Anyway, the show is a hysterical parody of bad acting, in several different flavors. Holness as Marenghi as Dagless chews the scenery, while Ayoade as Lerner as hospital administrator Thornton Reed is completely wooden and emotionless, apparently reading his lines from cue cards. The premise is that “Lerner” is not an actor — he’s Marenghi’s publisher — but “Marenghi” insisted on casting him anyway. Matt Berry as Todd Rivers as Lucien Sanchez is a slightly different flavor of scenery-chewer, with the additional joke that all of his lines are overdubbed (in a voice somewhere between James Mason and Gregory Peck) and badly lip-synched.

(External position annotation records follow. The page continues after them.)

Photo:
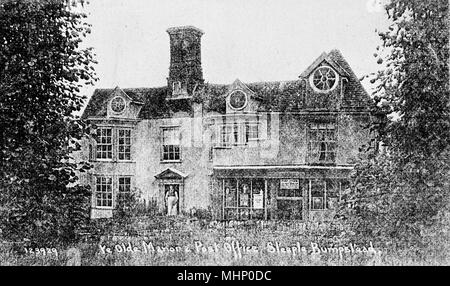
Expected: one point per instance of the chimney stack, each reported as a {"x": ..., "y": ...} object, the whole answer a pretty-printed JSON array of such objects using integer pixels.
[{"x": 185, "y": 72}]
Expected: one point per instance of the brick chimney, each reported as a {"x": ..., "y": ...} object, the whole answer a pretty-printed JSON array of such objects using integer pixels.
[{"x": 185, "y": 72}]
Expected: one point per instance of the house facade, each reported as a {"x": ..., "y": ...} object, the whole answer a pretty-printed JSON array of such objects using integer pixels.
[{"x": 268, "y": 150}]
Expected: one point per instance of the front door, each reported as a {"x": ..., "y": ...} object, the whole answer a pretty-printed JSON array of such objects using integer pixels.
[{"x": 172, "y": 207}]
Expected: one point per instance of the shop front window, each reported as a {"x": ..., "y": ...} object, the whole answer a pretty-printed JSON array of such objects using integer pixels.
[
  {"x": 290, "y": 199},
  {"x": 317, "y": 192},
  {"x": 244, "y": 199}
]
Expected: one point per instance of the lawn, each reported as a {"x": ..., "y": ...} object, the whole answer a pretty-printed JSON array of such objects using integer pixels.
[{"x": 184, "y": 241}]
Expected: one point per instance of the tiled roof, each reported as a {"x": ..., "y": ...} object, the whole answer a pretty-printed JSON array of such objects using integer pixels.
[{"x": 155, "y": 104}]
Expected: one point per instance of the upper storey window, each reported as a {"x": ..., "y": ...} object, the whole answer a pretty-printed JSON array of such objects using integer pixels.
[
  {"x": 118, "y": 104},
  {"x": 171, "y": 144},
  {"x": 322, "y": 143},
  {"x": 113, "y": 144},
  {"x": 104, "y": 143},
  {"x": 324, "y": 79},
  {"x": 238, "y": 100},
  {"x": 237, "y": 133}
]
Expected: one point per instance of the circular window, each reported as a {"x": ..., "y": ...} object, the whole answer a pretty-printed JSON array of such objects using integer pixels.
[
  {"x": 118, "y": 104},
  {"x": 238, "y": 99},
  {"x": 324, "y": 79}
]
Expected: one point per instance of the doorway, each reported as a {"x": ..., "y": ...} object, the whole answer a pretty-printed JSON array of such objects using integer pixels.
[{"x": 176, "y": 189}]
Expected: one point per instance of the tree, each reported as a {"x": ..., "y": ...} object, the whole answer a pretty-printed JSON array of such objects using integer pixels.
[
  {"x": 400, "y": 193},
  {"x": 42, "y": 69}
]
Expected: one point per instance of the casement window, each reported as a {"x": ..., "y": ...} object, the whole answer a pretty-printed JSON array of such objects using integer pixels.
[
  {"x": 104, "y": 143},
  {"x": 124, "y": 144},
  {"x": 325, "y": 194},
  {"x": 237, "y": 133},
  {"x": 322, "y": 143},
  {"x": 171, "y": 144},
  {"x": 289, "y": 199},
  {"x": 104, "y": 192},
  {"x": 226, "y": 135},
  {"x": 112, "y": 143},
  {"x": 176, "y": 87},
  {"x": 317, "y": 195},
  {"x": 124, "y": 188},
  {"x": 251, "y": 131}
]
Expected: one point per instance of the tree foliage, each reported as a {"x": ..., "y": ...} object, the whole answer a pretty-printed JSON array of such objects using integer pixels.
[
  {"x": 399, "y": 193},
  {"x": 42, "y": 68}
]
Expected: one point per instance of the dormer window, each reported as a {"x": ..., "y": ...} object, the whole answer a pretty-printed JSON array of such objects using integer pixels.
[
  {"x": 324, "y": 79},
  {"x": 238, "y": 100},
  {"x": 118, "y": 104}
]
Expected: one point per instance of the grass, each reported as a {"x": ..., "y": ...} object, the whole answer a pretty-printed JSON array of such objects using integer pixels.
[{"x": 164, "y": 241}]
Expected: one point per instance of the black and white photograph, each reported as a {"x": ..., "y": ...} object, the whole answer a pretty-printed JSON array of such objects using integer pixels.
[{"x": 224, "y": 133}]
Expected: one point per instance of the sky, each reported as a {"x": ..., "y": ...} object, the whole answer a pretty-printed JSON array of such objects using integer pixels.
[{"x": 253, "y": 40}]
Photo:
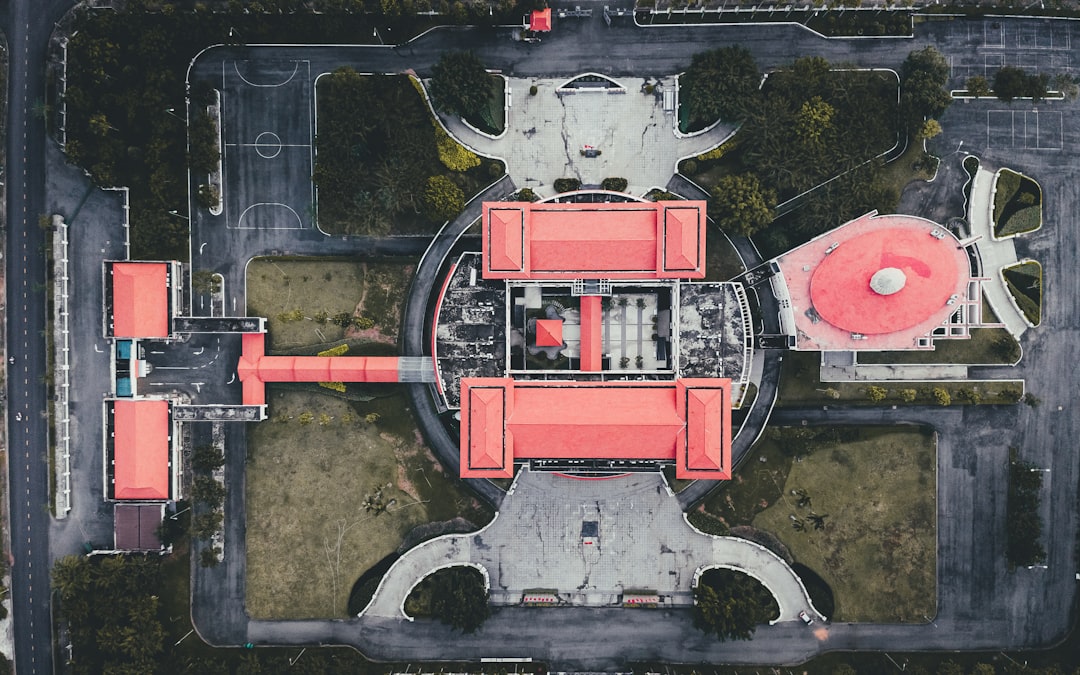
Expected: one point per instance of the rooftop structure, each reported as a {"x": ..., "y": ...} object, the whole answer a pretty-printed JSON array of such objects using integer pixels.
[
  {"x": 685, "y": 421},
  {"x": 575, "y": 241},
  {"x": 876, "y": 283},
  {"x": 138, "y": 450},
  {"x": 139, "y": 299}
]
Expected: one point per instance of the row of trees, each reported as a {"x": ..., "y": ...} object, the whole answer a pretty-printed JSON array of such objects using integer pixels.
[{"x": 810, "y": 124}]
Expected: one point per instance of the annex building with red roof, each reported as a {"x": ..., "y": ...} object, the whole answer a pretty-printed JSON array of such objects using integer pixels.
[
  {"x": 582, "y": 337},
  {"x": 892, "y": 282}
]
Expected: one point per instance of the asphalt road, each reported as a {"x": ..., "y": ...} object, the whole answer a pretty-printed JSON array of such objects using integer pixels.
[{"x": 27, "y": 27}]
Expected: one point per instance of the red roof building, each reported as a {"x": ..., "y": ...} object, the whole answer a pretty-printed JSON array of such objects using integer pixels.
[
  {"x": 540, "y": 21},
  {"x": 139, "y": 299},
  {"x": 140, "y": 444},
  {"x": 637, "y": 240},
  {"x": 685, "y": 421},
  {"x": 549, "y": 333}
]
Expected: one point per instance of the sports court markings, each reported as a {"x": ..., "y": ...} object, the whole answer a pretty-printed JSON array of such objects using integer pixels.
[
  {"x": 1024, "y": 130},
  {"x": 270, "y": 185}
]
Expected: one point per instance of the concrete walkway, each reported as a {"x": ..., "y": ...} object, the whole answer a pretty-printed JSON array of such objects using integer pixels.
[
  {"x": 545, "y": 133},
  {"x": 994, "y": 254},
  {"x": 543, "y": 539}
]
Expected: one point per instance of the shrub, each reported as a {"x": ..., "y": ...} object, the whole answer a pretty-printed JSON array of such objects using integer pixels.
[
  {"x": 616, "y": 185},
  {"x": 567, "y": 185},
  {"x": 451, "y": 153}
]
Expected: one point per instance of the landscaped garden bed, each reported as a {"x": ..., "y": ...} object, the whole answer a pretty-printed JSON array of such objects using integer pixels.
[
  {"x": 1017, "y": 204},
  {"x": 1024, "y": 281},
  {"x": 855, "y": 504}
]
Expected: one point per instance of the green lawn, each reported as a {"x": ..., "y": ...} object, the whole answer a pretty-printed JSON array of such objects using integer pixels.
[
  {"x": 277, "y": 286},
  {"x": 874, "y": 486}
]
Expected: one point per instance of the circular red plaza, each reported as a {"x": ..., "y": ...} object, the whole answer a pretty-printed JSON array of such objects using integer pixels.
[{"x": 890, "y": 279}]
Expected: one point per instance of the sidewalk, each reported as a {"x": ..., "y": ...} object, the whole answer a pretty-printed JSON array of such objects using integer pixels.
[{"x": 994, "y": 254}]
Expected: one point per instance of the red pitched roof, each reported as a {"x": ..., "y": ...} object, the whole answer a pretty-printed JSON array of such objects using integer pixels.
[
  {"x": 540, "y": 21},
  {"x": 255, "y": 368},
  {"x": 592, "y": 345},
  {"x": 140, "y": 299},
  {"x": 549, "y": 333},
  {"x": 684, "y": 421},
  {"x": 639, "y": 240},
  {"x": 140, "y": 449}
]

Then there’s Alice Lowe as Madeleine Wool as Liz Asher, a pitiable psychic with hair that’s big even by 1980s standards.

And everything else about the show is intentionally bad. The dialogue is so expository that even Basil Exposition from British Intelligence would laugh at it. In the beginning of the first episode, Lowe/Wool/Asher bends down on her mark to pet a cat — only the cat’s not there yet. While she’s bending down, we see the cat being scooted, even tossed, out of a nearby doorway, and we catch a little glimpse of the hands of the stagehand who is doing the tossing.

It’s all intentionally bad — “stunningly bad,” to quote Dan Aykroyd’s character Leonard Pinth-Garnell from the early days of SNL. It’s also very, very funny.